For example, testing new drivers over six platforms (CPU/motherboard combinations) would mean: six platforms, four games, seven different GPU configurations, ~10 minutes per test plus 2+ hours to set up each platform and install a new OS/drivers/set up benchmarks. That makes 40+ hours of solid testing (if all goes without a second lost here or there), or just over a full working week – more if I also test the CPU performance for a computational benchmark update, or exponentially more if I include multiple resolutions and setting options.

If this is all that is worked on that week, it means no new content – so it happens rarely, perhaps once a year or before a big launch. This time was now, and when I started this testing, I was moving to Catalyst 13.1 and GeForce 310.90, which by the time this review goes live will have already been superseded! In reality, I have been slowly working on this data set for the best part of 10 weeks while also reviewing other hardware (but keeping those reviews with consistent driver comparisons). In total this review encapsulates 24 different CPU setups, with up to 6 different GPU configurations, meaning 430 data points, 1375 benchmark loops and over 51 hours in just GPU benchmarks alone, without considering setup time or driver issues.

What Does the CPU do in a Game?

A lot of game developers use customized versions of game engines, such as the EGO engine for driving games or the Unreal engine. The engine provides the underpinnings for a lot of the code, and the optimizations therein. The engine also decides what in the game gets offloaded onto the GPU.

Imagine the code that makes up the game as a linear sequence of events. In order to go through the game quickly, we need the fastest single core processor available. Of course, games are not like this – lots of the game can be parallelized, such as vector calculations for graphics. These were of course the first to be moved from CPU to the GPU. Over time, more parts of the code have made the move – physics and compute being the main features in recent months and years.

The GPU is good at independent, simple tasks – calculating which color is in which pixel is an example of this, along with addition processing and post-processing features (FXAA and so on). If a task is linear, it lives on the CPU, such as loading textures into memory or negotiating which data to transfer between the memory and the GPUs. The CPU also takes control of independent complex tasks, as the CPU is the one that can make complicated logic analysis.

Very few parts of a game come under this heading of ‘independent yet complex’. Anything suitable for the GPU but not ported over will be here, and the big one usually quoted is artificial intelligence. Deciding where an NPC is going to run, shoot or fly could be considered a very complex set of calculations, ideal for fast CPUs. The counter argument is that games have had complex AI for years – the number of times I personally was destroyed by a Dark Sim on Perfect Dark on the N64 is testament to either my uselessness or the fact that complex AI can be configured with not much CPU power.

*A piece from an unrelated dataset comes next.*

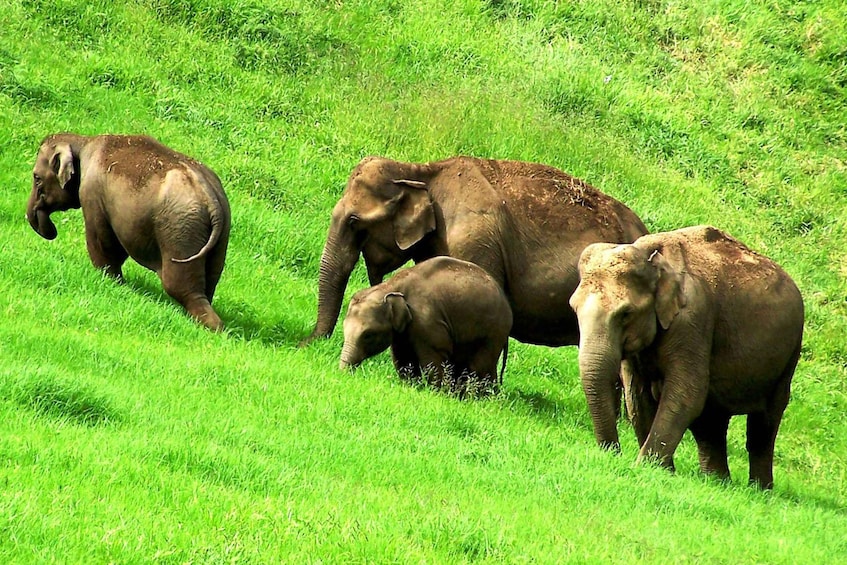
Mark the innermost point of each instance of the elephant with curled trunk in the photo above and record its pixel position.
(701, 328)
(139, 199)
(524, 223)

AI is unlikely to be a limiting factor in frame rates due to CPU usage.

What is most likely going to be the limiting factor is how the CPU can manage data. As engines evolve, they try and use data between the CPU, memory and GPUs less – if textures can be kept on the GPU, then they will stay there. But some engines are not as perfect as we would like them to be, resulting in the CPU as the limiting factor. As CPU performance increases, and those that write the engines in which games are made understand the ecosystem, CPU performance should be less of an issue over time. All roads point towards the PS4 of course, and its 8-core Jaguar processor. Is this all that is needed for a single GPU, albeit in an HSA environment?

Multi-GPU Testing

Another angle I wanted to test beyond most other websites is multi-GPU. There is content online dealing mostly with single GPU setups, with a few for dual GPU. Even though the number of multi-GPU users is actually quite small globally, the enthusiast markets are clearly geared for it. We get motherboards with support for four GPU cards; we have cases that will support a dual processor board as well as four double-height GPUs. Then there are GPUs being released with two sets of silicon on a PCB, wrapped in a double or triple width cooler.

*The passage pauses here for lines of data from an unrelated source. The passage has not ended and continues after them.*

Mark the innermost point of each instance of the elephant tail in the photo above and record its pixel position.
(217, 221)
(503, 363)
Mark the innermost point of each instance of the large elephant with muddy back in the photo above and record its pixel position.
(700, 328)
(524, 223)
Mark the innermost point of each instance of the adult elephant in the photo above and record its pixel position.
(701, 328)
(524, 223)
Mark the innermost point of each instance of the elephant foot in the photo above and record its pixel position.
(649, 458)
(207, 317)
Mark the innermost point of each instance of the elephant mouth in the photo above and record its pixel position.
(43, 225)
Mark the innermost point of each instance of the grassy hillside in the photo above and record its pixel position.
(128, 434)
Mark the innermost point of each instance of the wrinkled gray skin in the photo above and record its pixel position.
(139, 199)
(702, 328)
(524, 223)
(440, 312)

More often than not on a forum, people will ask ‘what GPU for $xxx’ and some of the suggestions will be towards two GPUs at half the budget, as it commonly offers more performance than a single GPU if the game and the drivers all work smoothly (at the cost of power, heat, and bad driver scenarios). The ecosystem supports multi-GPU setups, so I felt it right to test at least one four-way setup. Although with great power comes great responsibility – there was no point testing 4-way 7970s on 1080p.

Typically in this price bracket, users will go for multi-monitor setups, along the lines of 5760x1080, or big monitor setups like 1440p, 1600p, or the mega-rich might try 4K. Ultimately the high end enthusiast, with cash to burn, is going to gravitate towards 4K, and I cannot wait until that becomes a reality. So for a median point in all of this, we are testing at 1440p and maximum settings. This will put the strain on our Core 2 Duo and Celeron G465 samples, but should be easy pickings for our multi-processor, multi-GPU beast of a machine.

A Minor Problem In Interpreting Results

Throughout testing for this review, there were clearly going to be some issues to consider. Chief of these is the question of consistency and in particular if something like Metro 2033 decides to have an ‘easy’ run which reports +3% higher than normal. For that specific example we get around this by double testing, as the easy run typically appears in the first batch – so we run two or three batches of four and disregard the first batch.

The other, perhaps bigger, issue is interpreting results. If I get 40.0 FPS on a Phenom II X4-960T, 40.1 FPS on an i5-2500K, and then 40.2 FPS on a Phenom II X2-555 BE, does that make the results invalid? The important points to recognize here are statistics and system state.

System State: We have all had times booting a PC when it feels sluggish, but this sluggish behavior disappears on reboot. The same thing can occur with testing, and usually happens as a result of bad initialization or a bad cache optimization routine at boot time. As a result, we try and spot these circumstances and re-run. With more time we would take 100 different measurements of each benchmark, with reboots, and cross out the outliers. Time constraints outside of academia unfortunately do not give us this opportunity.

Statistics: System state aside, frame rate values will often fluctuate around an average. This will mean (depending on the benchmark) that the result could be +/- a few percentage points on each run. So what happens if you have a run of four time demos, and each of them are +2% above the ‘average’ FPS? From the outside, as you will not know the true average, you cannot say if it is valid as the data set is extremely small. If we take more runs, we can find the variance (the technical version of the term), the standard deviation, and perhaps represent the mean, median and mode of a set of results.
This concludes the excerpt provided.